Les marchés du gaz naturel ont été encore plus volatils. Les prix européens du gaz ont grimpé de plus de 35 %, le continent, déjà sensible aux perturbations de l'approvisionnement énergétique, étant confronté à la perspective d'une réduction des flux de GNL en provenance du golfe Persique. Selon NPR, les analystes de Wood Mackenzie préviennent que le pétrole pourrait dépasser les 100 dollars le baril si le trafic de pétroliers dans le détroit d'Ormuz n'est pas rétabli rapidement, un scénario qui ferait grimper les prix de l'essence aux États-Unis de 10 à 85 cents à la pompe.
Des gagnants au milieu du désastre
Tous les secteurs n'ont pas souffert. Les valeurs de la défense ont grimpé en flèche, les investisseurs pariant sur des dépenses militaires prolongées.

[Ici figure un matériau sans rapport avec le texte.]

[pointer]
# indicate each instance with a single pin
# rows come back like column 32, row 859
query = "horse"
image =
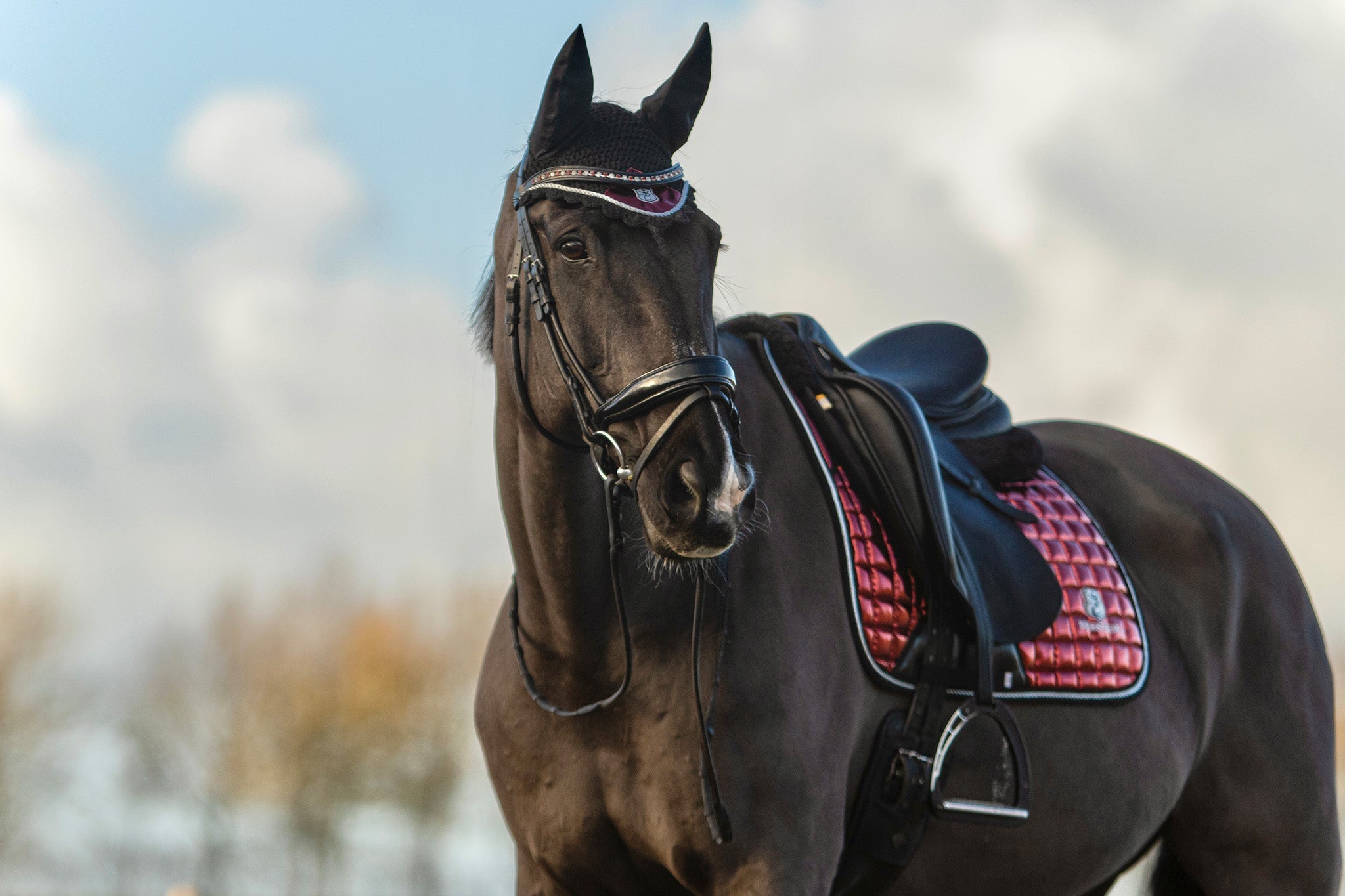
column 1225, row 758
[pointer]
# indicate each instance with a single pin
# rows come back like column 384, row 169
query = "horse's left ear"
column 671, row 109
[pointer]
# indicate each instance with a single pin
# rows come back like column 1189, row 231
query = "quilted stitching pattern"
column 1095, row 643
column 1080, row 652
column 888, row 603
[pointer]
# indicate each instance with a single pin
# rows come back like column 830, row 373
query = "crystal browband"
column 659, row 194
column 604, row 175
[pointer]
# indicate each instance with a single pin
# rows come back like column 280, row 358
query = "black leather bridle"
column 686, row 381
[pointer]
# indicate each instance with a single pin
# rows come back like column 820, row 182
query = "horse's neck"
column 556, row 517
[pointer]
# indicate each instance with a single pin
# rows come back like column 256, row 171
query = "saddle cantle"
column 943, row 366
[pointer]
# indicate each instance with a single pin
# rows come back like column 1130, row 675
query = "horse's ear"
column 671, row 109
column 569, row 93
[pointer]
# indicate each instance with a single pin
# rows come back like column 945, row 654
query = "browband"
column 604, row 175
column 661, row 194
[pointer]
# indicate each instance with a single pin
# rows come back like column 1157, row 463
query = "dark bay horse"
column 1225, row 757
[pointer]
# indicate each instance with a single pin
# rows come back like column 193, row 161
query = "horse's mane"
column 483, row 312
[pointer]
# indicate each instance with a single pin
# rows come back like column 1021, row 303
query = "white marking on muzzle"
column 731, row 490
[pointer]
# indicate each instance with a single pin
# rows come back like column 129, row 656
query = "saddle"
column 894, row 408
column 990, row 563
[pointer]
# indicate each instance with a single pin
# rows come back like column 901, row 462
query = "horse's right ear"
column 565, row 105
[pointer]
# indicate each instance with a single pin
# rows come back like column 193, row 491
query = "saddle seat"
column 943, row 366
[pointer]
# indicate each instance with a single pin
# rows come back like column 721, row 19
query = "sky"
column 238, row 244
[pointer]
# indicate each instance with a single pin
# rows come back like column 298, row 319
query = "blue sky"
column 428, row 101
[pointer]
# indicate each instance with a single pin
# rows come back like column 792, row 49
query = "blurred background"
column 249, row 536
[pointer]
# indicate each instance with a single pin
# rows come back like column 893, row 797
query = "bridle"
column 686, row 381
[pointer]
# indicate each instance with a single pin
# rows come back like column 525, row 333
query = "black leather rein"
column 686, row 381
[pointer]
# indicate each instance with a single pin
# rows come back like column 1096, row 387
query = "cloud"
column 238, row 408
column 1137, row 205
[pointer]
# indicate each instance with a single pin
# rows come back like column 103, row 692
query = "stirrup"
column 978, row 811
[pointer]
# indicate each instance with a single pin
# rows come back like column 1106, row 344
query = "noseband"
column 686, row 381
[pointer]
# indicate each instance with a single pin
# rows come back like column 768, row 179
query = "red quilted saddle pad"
column 1095, row 645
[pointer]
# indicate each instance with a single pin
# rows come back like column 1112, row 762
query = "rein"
column 690, row 379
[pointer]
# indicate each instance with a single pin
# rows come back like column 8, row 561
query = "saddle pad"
column 1095, row 649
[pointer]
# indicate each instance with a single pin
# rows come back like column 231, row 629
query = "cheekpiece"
column 659, row 194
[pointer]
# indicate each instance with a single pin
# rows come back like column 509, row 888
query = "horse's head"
column 628, row 264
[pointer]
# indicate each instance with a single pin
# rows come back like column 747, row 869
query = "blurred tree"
column 29, row 714
column 323, row 700
column 183, row 727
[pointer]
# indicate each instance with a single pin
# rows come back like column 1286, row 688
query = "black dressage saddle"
column 892, row 417
column 898, row 403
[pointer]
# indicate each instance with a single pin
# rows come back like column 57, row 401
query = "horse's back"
column 1258, row 812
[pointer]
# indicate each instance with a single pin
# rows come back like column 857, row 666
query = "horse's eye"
column 573, row 250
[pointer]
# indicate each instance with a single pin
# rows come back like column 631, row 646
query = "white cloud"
column 240, row 408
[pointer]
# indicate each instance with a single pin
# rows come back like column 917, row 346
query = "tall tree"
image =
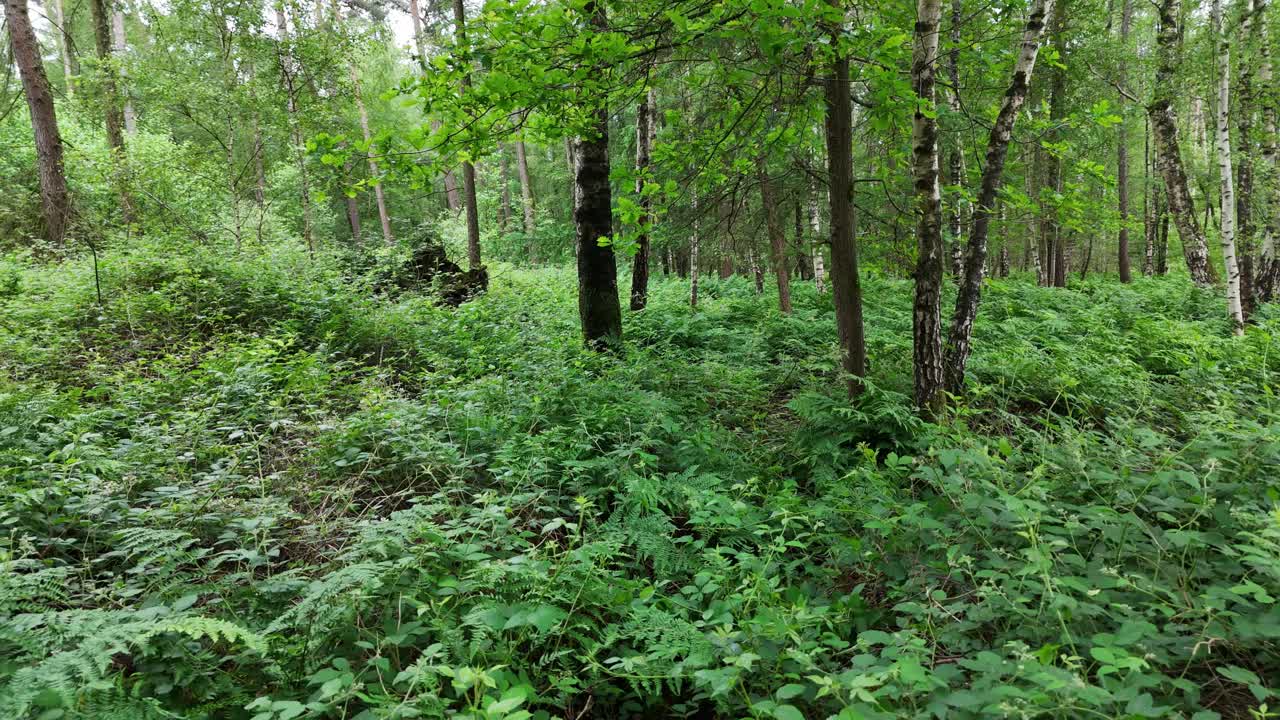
column 1123, row 146
column 119, row 46
column 469, row 169
column 1226, row 194
column 526, row 187
column 44, row 119
column 593, row 219
column 958, row 349
column 955, row 151
column 1169, row 159
column 927, row 313
column 647, row 126
column 840, row 181
column 1266, row 279
column 777, row 235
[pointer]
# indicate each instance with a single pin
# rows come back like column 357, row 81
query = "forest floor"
column 255, row 487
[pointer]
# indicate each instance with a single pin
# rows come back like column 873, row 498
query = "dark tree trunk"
column 844, row 253
column 927, row 311
column 958, row 349
column 777, row 236
column 598, row 305
column 645, row 131
column 469, row 169
column 1123, row 147
column 955, row 154
column 1164, row 123
column 44, row 121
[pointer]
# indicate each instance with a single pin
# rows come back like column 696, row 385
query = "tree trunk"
column 289, row 71
column 1266, row 281
column 927, row 311
column 1148, row 218
column 469, row 169
column 504, row 192
column 777, row 236
column 63, row 37
column 1051, row 227
column 1226, row 195
column 119, row 46
column 844, row 251
column 647, row 128
column 956, row 354
column 383, row 215
column 1164, row 122
column 955, row 160
column 694, row 270
column 526, row 188
column 112, row 105
column 1123, row 147
column 593, row 218
column 44, row 121
column 819, row 270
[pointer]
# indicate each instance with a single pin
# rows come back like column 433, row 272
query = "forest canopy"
column 778, row 359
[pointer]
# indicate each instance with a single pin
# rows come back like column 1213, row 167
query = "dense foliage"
column 254, row 486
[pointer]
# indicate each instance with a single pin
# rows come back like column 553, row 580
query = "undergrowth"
column 255, row 487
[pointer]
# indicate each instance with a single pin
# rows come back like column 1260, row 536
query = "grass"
column 254, row 487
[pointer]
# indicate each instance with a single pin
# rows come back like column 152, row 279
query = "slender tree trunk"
column 119, row 46
column 383, row 215
column 63, row 37
column 352, row 210
column 844, row 251
column 1266, row 281
column 1164, row 122
column 1246, row 162
column 469, row 169
column 777, row 236
column 526, row 188
column 955, row 154
column 504, row 192
column 593, row 218
column 1123, row 147
column 289, row 72
column 1148, row 218
column 1226, row 195
column 958, row 349
column 819, row 270
column 112, row 104
column 647, row 128
column 927, row 313
column 694, row 268
column 44, row 121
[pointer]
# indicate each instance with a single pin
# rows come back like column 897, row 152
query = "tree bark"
column 1266, row 279
column 1226, row 195
column 289, row 71
column 119, row 46
column 44, row 121
column 777, row 235
column 504, row 191
column 63, row 37
column 955, row 160
column 1123, row 147
column 526, row 188
column 647, row 128
column 844, row 251
column 469, row 169
column 598, row 304
column 927, row 310
column 1164, row 122
column 958, row 349
column 819, row 270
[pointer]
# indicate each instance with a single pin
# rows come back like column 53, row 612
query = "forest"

BAE Systems a bondi de 6,1 % à Londres, tandis que l'allemand Rheinmetall a gagné 2 %. Aux États-Unis, Nvidia a progressé de 2,9 %, les valeurs technologiques faisant preuve d'une résilience relative par rapport aux valeurs industrielles et financières à forte intensité énergétique.
L'or, initialement poussé au-dessus de 5 300 dollars l'once dans une ruée classique vers les valeurs refuges, a reculé de 4,9 % à 5 053 dollars mardi, la hausse des rendements du Trésor rendant le métal non productif moins attrayant. Le dollar, en revanche, a gagné près de 1 % par rapport à un panier de devises, les investisseurs recherchant des liquidités.
Le risque macroéconomique à la croisée des chemins
La divergence d'opinions des experts révèle l'incertitude fondamentale. JPMorgan Chase a averti que le conflit « génère un risque macroéconomique plus important que les conflits militaires récents » et pourrait s'avérer aussi dommageable sur le plan économique que l'invasion de l'Ukraine par la Russie en 2022. Les analystes de Wells Fargo ont rétorqué que l'histoire favorise les acheteurs lors des replis géopolitiques, notant que le S&P 500 a progressé de 16 % pendant la première guerre du Golfe et de 14 % dans les premiers mois de la deuxième guerre du Golfe.
La variable essentielle est la durée. Le président Trump a indiqué que le conflit pourrait durer quatre semaines ou plus, un calendrier qui, s'il s'avère exact, maintiendrait la pression sur les prix de l'énergie et les craintes d'inflation suffisamment longtemps pour ralentir considérablement la croissance mondiale. Fortune a rapporté que les salles de marché de Wall Street cartographient déjà des scénarios dans lesquels un blocus prolongé du détroit d'Ormuz ramènerait l'inflation au-dessus de 4 % en Europe et obligerait les banques centrales à interrompre ou à inverser les cycles de réduction des taux.
Pour l'instant, les marchés sont pris entre l'instinct de vendre l'incertitude et la leçon historique selon laquelle les guerres, aussi dévastatrices soient-elles, n'ont pas tendance à faire dérailler les marchés haussiers à long terme. Le redressement partiel des actions américaines mardi suggère que les investisseurs ne se sont pas encore décidés.